Investors looking to add U.S. equity exposure to their portfolios have a compelling choice between the State Street SPDR Portfolio S&P 1500 Composite Stock Market ETF (SPTM) and the Schwab U.S. Broad Market ETF (SCHB). While both funds aim to capture extensive sections of the U.S. market at a low cost, their underlying structures differ significantly, which can influence investment decisions.
The SPTM ETF targets 1,512 established firms by tracking the S&P Composite 1500 index, while SCHB broadens its reach to 2,410 companies through the Dow Jones U.S. Broad Stock Market Index. Both ETFs have identical expense ratios of 0.03%, making them among the most affordable options in the category. As of June 8, both funds reported a one-year return of 24.9%, showcasing their attractive performance during that period.
A closer look at their metrics reveals SPTM has assets under management (AUM) of $13.3 billion, whereas SCHB boasts a larger AUM of $42.4 billion. This increased size of SCHB contributes to greater liquidity, which may lead to tighter bid-ask spreads, a significant consideration for investors.

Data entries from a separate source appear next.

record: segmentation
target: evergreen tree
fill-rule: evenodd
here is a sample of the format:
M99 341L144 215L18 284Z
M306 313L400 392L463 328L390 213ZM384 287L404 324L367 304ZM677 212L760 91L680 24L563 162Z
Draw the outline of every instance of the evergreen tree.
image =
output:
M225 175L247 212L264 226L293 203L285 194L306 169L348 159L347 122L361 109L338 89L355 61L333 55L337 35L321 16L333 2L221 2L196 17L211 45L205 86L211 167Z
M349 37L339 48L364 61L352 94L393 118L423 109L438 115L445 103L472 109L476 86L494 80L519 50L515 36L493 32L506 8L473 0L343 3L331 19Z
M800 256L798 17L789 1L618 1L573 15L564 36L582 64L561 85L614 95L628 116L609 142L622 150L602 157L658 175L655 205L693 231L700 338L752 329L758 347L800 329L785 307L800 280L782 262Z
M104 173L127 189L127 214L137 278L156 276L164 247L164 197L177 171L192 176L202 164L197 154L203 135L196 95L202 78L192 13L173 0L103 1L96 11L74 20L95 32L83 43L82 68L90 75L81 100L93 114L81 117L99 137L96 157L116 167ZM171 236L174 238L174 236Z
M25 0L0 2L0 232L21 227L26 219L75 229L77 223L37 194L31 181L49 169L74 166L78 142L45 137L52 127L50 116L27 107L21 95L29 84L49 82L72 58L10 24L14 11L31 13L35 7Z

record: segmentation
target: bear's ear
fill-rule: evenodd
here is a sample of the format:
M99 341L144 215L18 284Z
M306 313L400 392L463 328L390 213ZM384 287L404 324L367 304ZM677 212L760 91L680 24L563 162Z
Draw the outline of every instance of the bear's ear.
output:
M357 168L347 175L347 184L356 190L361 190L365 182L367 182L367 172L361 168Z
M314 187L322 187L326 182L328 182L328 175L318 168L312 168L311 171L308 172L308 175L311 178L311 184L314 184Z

The beta values for both funds are nearly identical, with SPTM at 1.00 and SCHB at 1.01, indicating similar levels of market volatility relative to the S&P 500. However, SPTM exhibited a lower maximum drawdown of 24.1% over the past five years compared to SCHB’s 25.4%, suggesting SPTM may offer a slightly more stable investment experience.
In terms of sector allocations, both ETFs are heavily weighted towards technology, each at 37%. Other allocations vary slightly, with the financial services sector at 11% for both, and a slightly higher emphasis on consumer cyclical for SPTM at 10% compared to 9% for SCHB.
Top holdings also differ; SPTM lists Nvidia at 7.37%, Apple at 6.43%, and Microsoft at 4.44%. In contrast, SCHB features Nvidia at 6.99%, Apple at 6.33%, and Microsoft at 4.34%. This highlights SPTM’s more concentrated investment strategy, which may appeal to those seeking targeted exposure to leading firms.
Both funds deliver solid dividend yields, with SPTM yielding 1.04% compared to SCHB’s 1.01% over the trailing twelve months. For investors prioritizing income, SPTM might be a slightly better choice due to its higher payout.
Ultimately, the decision between SPTM and SCHB hinges on individual investment goals. For those leaning towards a focused investment in a smaller number of firms with lower volatility, SPTM appears favorable. Conversely, investors prioritizing broader exposure, including more small-cap stocks, may find SCHB appealing.
As always, potential investors should conduct thorough research and consider their long-term financial goals before making investment decisions. While these ETFs present excellent options for core U.S. equity exposure, selecting the right fund can depend on personal risk tolerance and investment strategy.